В первый момент Шарля такое отступничество обескуражило, но, подавив в себе желание броситься на грудь к Дю Шастелю и выплакать ему – как раньше – хотя бы часть своих обид, он решил не обращать ни на что внимания.
«Я будущий король, – думал он, высматривая из окна тонкую борозду реки на горизонте, видимую сквозь широкую просеку, что вела к замку. – Я уже король, потому что имею парламент и армию. И если я казнил пса, посягавшего на мою власть, то поступил тоже как король, который наказывает своего вассала. Поэтому краснеть мне не из-за чего, и, что бы дальше ни случилось, я должен открыто смотреть в лицо любому и не жаждать поддержки тех, кто стоит ниже меня».
Шарль даже попытался при случае высказать всё это мадам Иоланде. Но герцогиня терпеливо выслушала, глядя куда-то в сторону, а потом, сдерживая тон, чтобы не выглядело, как нравоучение, ответила:
– Недостойными средствами достоинство явить нельзя. Тем более защитить. До сих пор на этом политическом турнире вы выступали как рыцарь, честно соблюдающий правила. Но этот последний поединок рыцарской славы не принесет.
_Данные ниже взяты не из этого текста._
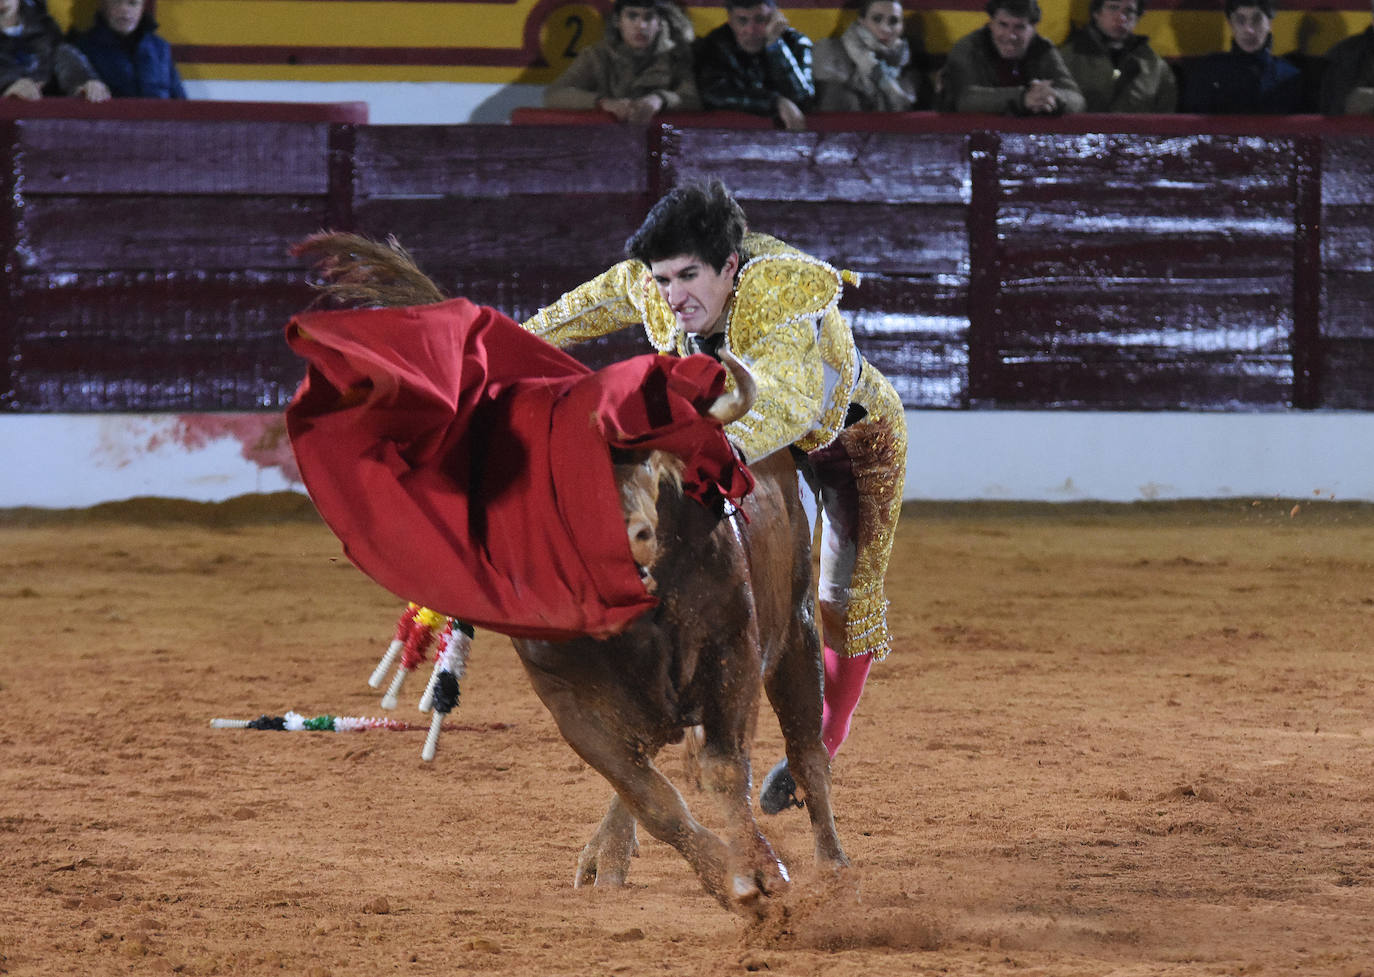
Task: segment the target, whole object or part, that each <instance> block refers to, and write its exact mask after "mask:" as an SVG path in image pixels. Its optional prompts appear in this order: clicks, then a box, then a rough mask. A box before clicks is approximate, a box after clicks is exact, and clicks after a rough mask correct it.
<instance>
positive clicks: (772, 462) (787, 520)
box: [743, 451, 815, 662]
mask: <svg viewBox="0 0 1374 977" xmlns="http://www.w3.org/2000/svg"><path fill="white" fill-rule="evenodd" d="M750 471H753V474H754V482H756V485H754V491H753V493H752V495H750V496H749V497H747V499H746V500H745V506H743V510H745V513H746V514H747V515H749V522H747V525H746V526H745V528H743V535H745V541H746V551H747V555H749V576H750V583H752V587H753V594H754V609H756V613H757V616H758V633H760V639H761V640H763V644H764V658H765V662H767V661H772V660H774V658H775V650H776V647H778V646H779V644H780V643H782V642H787V640H796V639H797V632H798V628H807V627H812V622H813V620H815V618H813V616H815V600H813V599H812V596H811V525H809V522H808V521H807V513H805V510H804V508H802V506H801V496H800V493H798V486H797V466H796V463H794V460H793V458H791V455H790V452H786V451H778V452H774V453H772V455H769V456H768V458H765V459H763V460H761V462H757V463H754V464H752V466H750Z"/></svg>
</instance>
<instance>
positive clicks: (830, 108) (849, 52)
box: [815, 0, 925, 111]
mask: <svg viewBox="0 0 1374 977" xmlns="http://www.w3.org/2000/svg"><path fill="white" fill-rule="evenodd" d="M904 34H905V21H904V19H903V16H901V4H900V3H897V1H896V0H860V3H859V18H857V19H856V21H855V22H853V23H851V25H849V27H848V29H846V30H845V33H844V34H842V36H841V37H827V38H824V40H820V41H816V55H815V77H816V99H818V107H819V109H820V111H911V110H912V109H918V107H921V103H922V88H923V84H922V82H923V81H925V78H923V76H922V73H921V70H919V67H918V65H916V63H914V62H912V56H911V43H910V41H908V40H907V38H905V36H904Z"/></svg>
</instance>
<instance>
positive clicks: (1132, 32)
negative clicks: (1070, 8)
mask: <svg viewBox="0 0 1374 977" xmlns="http://www.w3.org/2000/svg"><path fill="white" fill-rule="evenodd" d="M1143 10H1145V0H1092V4H1091V8H1090V14H1088V22H1087V25H1084V26H1081V27H1074V29H1073V30H1072V32H1069V40H1066V41H1065V43H1063V44H1061V45H1059V55H1061V56H1062V58H1063V63H1065V65H1066V66H1068V67H1069V73H1070V74H1072V76H1073V80H1074V81H1077V82H1079V88H1080V89H1083V98H1084V100H1085V102H1087V111H1147V113H1169V111H1173V110H1175V107H1176V106H1178V102H1179V85H1178V81H1175V78H1173V69H1172V67H1169V63H1168V62H1167V60H1164V58H1161V56H1160V55H1157V54H1156V52H1154V48H1151V47H1150V38H1149V37H1146V36H1145V34H1138V33H1135V25H1136V22H1138V21H1139V19H1140V14H1142V11H1143Z"/></svg>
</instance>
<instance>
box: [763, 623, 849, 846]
mask: <svg viewBox="0 0 1374 977" xmlns="http://www.w3.org/2000/svg"><path fill="white" fill-rule="evenodd" d="M800 631H801V635H800V636H797V638H794V639H793V640H791V642H789V643H787V649H786V651H785V653H783V657H782V660H780V661H779V662H778V666H776V668H775V669H774V672H772V675H769V676H768V679H767V682H765V684H764V690H765V691H767V693H768V701H769V702H771V704H772V708H774V712H775V713H776V716H778V724H779V727H780V728H782V737H783V743H785V745H786V750H787V765H789V768H790V770H791V775H793V778H794V779H796V781H797V786H798V787H800V789H801V794H802V797H804V800H805V802H807V813H808V815H809V816H811V833H812V838H813V841H815V846H816V863H818V864H829V866H833V867H835V868H841V867H844V866H848V864H849V857H848V856H846V855H845V852H844V848H841V845H840V835H838V833H837V831H835V816H834V811H833V808H831V807H830V754H829V753H826V745H824V743H823V742H822V739H820V668H819V662H820V638H819V635H816V631H815V628H800Z"/></svg>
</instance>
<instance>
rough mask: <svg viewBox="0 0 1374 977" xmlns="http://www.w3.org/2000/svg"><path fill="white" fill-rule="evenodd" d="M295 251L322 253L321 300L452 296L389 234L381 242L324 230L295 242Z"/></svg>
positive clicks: (315, 284) (355, 235)
mask: <svg viewBox="0 0 1374 977" xmlns="http://www.w3.org/2000/svg"><path fill="white" fill-rule="evenodd" d="M291 254H293V256H295V257H316V258H317V262H316V267H315V273H316V280H315V282H313V284H315V287H316V289H319V291H320V298H319V300H316V301H327V302H330V304H333V305H342V306H346V308H357V306H375V305H430V304H433V302H442V301H444V300H445V298H447V295H445V294H444V293H442V291H441V290H440V287H438V286H437V284H434V282H433V280H431V279H430V278H429V276H427V275H426V273H425V272H422V271H420V269H419V267H418V265H416V264H415V260H414V258H412V257H411V254H409V251H407V250H405V249H404V247H401V242H398V240H397V239H396V238H394V236H390V235H387V238H386V240H385V242H376V240H371V239H368V238H364V236H361V235H357V234H345V232H342V231H320V232H319V234H312V235H311V236H309V238H305V239H304V240H300V242H297V243H295V245H293V246H291Z"/></svg>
– Я не сражался с Бургундцем! – Шарль сделал последнюю попытку «гордо выпрямиться». – Я покарал его, как строптивого вассала!
– У вас еще нет таких прав, мой дорогой.
Мадам Иоланда вслух вообще не упрекала Шарля. Но ему порой казалось, что легче было бы услышать тысячи упреков, чем ловить на себе этот её новый взгляд, в котором нетрудно было рассмотреть откровенную печаль. И, поскольку причина печали была Шарлю абсолютно ясна, он испытывал очень неприятное неудобство при мысли, что герцогиня могла в нем разочароваться. «Она думает, будто я слишком быстро поддался на уговоры случайных советников, – говорил себе Шарль. – Но, разве не она же всегда повторяла, что поступать я должен по собственному разумению?! А мне было гораздо легче убить Бургундца, чем договариваться с ним!»
Однако не прошло и полгода, как известие о подписанном в Труа договоре заставило дофина, отвергнутого королевским домом, схватиться за голову.
В который уже раз подтвержденная самой жизнью правота мадам Иоланды показала ему, что собственное разумение еще недостаточно широко и объемно, чтобы предвидеть все последствия. И что временная легкость души не стоит того, чтобы из-за неё терять корону и целую жизнь.